We relapse into silence, and into our unnatural battle with the elements. I have to grasp my hat firmly with one hand, and the side of the coach with the other, to prevent being blown off. If my companion were any one else, I should grasp him.

We are only a mile and a half from our haven now; the turn I dread is nearing.

"Are you frightened?" asks Musgrave, in a pause of the storm.

"Horribly!" I answer.

I have forgotten Brindley Wood—have forgotten all the mischief he has done. I recollect only that he is human, and that we are sharing what seems to me a great and common peril.

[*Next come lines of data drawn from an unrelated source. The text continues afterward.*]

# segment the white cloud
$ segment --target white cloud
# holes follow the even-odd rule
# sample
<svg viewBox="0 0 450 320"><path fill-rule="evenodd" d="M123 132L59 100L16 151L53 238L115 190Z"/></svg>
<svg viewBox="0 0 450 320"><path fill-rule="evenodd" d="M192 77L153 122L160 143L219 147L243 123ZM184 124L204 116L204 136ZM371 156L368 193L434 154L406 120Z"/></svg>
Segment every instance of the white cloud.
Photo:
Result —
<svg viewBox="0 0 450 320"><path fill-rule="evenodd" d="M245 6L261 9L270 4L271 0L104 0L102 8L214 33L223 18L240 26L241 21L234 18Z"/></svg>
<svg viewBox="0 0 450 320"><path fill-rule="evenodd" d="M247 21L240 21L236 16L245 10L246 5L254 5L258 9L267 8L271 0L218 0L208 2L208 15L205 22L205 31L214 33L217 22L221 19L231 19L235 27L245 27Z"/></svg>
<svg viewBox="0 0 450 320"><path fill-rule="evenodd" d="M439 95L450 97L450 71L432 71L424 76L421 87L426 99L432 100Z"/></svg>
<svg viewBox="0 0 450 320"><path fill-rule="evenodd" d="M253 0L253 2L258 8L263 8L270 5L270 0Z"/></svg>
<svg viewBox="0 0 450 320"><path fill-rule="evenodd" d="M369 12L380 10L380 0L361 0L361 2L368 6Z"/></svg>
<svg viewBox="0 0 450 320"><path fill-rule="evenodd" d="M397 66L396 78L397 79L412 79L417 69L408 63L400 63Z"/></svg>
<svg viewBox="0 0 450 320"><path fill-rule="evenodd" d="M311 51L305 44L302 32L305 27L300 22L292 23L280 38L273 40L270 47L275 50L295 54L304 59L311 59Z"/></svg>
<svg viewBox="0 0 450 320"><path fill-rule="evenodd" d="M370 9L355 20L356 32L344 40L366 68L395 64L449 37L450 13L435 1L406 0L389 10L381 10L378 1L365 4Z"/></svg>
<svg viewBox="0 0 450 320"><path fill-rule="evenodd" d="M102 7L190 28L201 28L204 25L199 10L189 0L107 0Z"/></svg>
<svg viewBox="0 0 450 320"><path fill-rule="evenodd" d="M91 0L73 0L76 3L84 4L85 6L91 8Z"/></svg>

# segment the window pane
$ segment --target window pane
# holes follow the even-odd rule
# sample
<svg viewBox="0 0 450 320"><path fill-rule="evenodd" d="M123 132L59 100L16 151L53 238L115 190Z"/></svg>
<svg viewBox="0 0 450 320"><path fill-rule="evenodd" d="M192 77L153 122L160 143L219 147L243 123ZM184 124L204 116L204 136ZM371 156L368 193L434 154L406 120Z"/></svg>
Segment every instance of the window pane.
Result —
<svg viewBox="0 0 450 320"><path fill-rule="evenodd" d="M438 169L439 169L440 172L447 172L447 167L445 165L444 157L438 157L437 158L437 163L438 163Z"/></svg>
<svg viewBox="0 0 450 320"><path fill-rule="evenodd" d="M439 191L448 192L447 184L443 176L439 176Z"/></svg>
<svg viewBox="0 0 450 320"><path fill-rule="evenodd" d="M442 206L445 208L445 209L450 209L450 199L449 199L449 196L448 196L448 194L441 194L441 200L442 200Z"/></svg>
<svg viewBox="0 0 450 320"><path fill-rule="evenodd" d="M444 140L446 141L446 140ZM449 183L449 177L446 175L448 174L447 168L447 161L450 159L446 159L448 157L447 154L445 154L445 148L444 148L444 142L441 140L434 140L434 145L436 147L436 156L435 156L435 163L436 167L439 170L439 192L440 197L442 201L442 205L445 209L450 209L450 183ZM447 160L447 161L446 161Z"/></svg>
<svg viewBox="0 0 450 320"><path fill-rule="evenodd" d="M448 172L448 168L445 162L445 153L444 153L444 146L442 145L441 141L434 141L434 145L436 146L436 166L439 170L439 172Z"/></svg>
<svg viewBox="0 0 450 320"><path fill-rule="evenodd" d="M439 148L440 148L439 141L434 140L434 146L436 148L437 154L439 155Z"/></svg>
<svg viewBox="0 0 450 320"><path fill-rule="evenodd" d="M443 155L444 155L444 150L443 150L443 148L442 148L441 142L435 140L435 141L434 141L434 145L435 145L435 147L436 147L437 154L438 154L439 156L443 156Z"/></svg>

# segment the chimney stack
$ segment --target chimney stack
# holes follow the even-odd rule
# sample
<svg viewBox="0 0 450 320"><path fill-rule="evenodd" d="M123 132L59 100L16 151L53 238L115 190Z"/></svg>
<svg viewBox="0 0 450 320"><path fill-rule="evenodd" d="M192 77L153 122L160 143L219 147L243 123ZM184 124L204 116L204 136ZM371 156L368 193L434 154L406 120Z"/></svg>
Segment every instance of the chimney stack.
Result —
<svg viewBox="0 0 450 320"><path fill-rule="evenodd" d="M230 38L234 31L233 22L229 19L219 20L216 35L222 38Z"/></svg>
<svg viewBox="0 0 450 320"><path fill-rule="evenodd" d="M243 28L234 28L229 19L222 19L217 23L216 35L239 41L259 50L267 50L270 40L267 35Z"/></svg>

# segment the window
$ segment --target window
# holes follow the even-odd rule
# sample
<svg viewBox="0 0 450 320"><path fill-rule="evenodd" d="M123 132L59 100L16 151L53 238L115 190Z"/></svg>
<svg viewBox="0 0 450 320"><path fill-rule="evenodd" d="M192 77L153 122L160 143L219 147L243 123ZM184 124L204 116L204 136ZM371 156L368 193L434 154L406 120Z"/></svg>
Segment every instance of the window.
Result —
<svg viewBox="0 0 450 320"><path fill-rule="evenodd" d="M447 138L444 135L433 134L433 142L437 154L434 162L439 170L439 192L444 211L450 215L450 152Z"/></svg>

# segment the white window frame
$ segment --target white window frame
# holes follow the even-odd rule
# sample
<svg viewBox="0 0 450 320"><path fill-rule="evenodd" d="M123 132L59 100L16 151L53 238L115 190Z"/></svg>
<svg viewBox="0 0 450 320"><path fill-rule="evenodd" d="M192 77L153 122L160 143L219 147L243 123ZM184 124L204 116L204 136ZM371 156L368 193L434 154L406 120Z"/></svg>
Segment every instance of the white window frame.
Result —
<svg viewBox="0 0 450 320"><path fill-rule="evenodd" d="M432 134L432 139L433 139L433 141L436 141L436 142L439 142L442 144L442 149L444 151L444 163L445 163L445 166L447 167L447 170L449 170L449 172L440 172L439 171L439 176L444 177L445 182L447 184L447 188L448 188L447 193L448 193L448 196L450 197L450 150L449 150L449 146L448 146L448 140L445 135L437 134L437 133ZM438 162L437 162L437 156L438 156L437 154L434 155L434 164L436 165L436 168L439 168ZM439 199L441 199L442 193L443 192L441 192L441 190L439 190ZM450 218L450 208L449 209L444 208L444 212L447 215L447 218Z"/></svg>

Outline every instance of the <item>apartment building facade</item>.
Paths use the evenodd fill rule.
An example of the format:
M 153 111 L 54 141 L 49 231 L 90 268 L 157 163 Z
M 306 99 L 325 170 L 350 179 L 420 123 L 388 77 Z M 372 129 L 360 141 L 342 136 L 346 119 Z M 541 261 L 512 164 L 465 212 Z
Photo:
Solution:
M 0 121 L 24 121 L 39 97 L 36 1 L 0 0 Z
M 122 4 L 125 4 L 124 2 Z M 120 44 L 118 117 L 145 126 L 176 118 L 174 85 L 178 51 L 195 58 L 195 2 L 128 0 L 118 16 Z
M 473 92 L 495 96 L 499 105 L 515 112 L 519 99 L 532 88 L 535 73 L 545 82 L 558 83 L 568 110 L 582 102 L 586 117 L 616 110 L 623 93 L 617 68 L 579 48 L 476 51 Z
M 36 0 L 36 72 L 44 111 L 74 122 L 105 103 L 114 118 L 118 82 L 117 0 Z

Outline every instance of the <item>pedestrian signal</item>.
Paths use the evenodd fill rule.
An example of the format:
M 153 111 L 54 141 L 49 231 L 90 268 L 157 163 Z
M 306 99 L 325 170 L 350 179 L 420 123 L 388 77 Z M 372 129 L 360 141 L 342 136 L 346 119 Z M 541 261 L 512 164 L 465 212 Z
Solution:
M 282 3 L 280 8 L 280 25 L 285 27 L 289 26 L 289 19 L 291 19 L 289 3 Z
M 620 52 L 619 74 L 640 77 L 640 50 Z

"Do not be frightened!" he says, in an eager whisper—"you need not. I will take care of you!"

Even through all the preoccupation of my alarm something in his tone jars upon and angers me.

"You take care of me!" I cry, scornfully. "How could you? I wish you would not talk nonsense."

We have reached the turn now! Shall we do it? One moment of breathless anxiety. I set my teeth and breathe hard. No, we shall not! We turn too sharp, and do not take a wide-enough sweep. The coach gives a horrible lurch. One side of us is up on the hedge-bank!—we are going over! I give a little agonized yell, and make a snatch at Frank, while my fingers clutch his nearest hand with the tenacity of a devil-fish. If it were his hair, or his nose, I should equally grasp it. Then, somehow—to this moment I do not know how—we right ourselves. The grooms are down like a shot, pulling at the horses' heads, and in a second or two—how it is done I do not see, on account of the dark—but with many bumpings, and shouts and callings, and dreadful jolts, we come straight again, and I drop Frank's hand like a hot chestnut.

In ten minutes more we are briskly and safely trotting up to the hall-door. Before we reach it, I see Roger standing under the lit portico, with level hand shading his eyes, which are intently staring out into the darkness.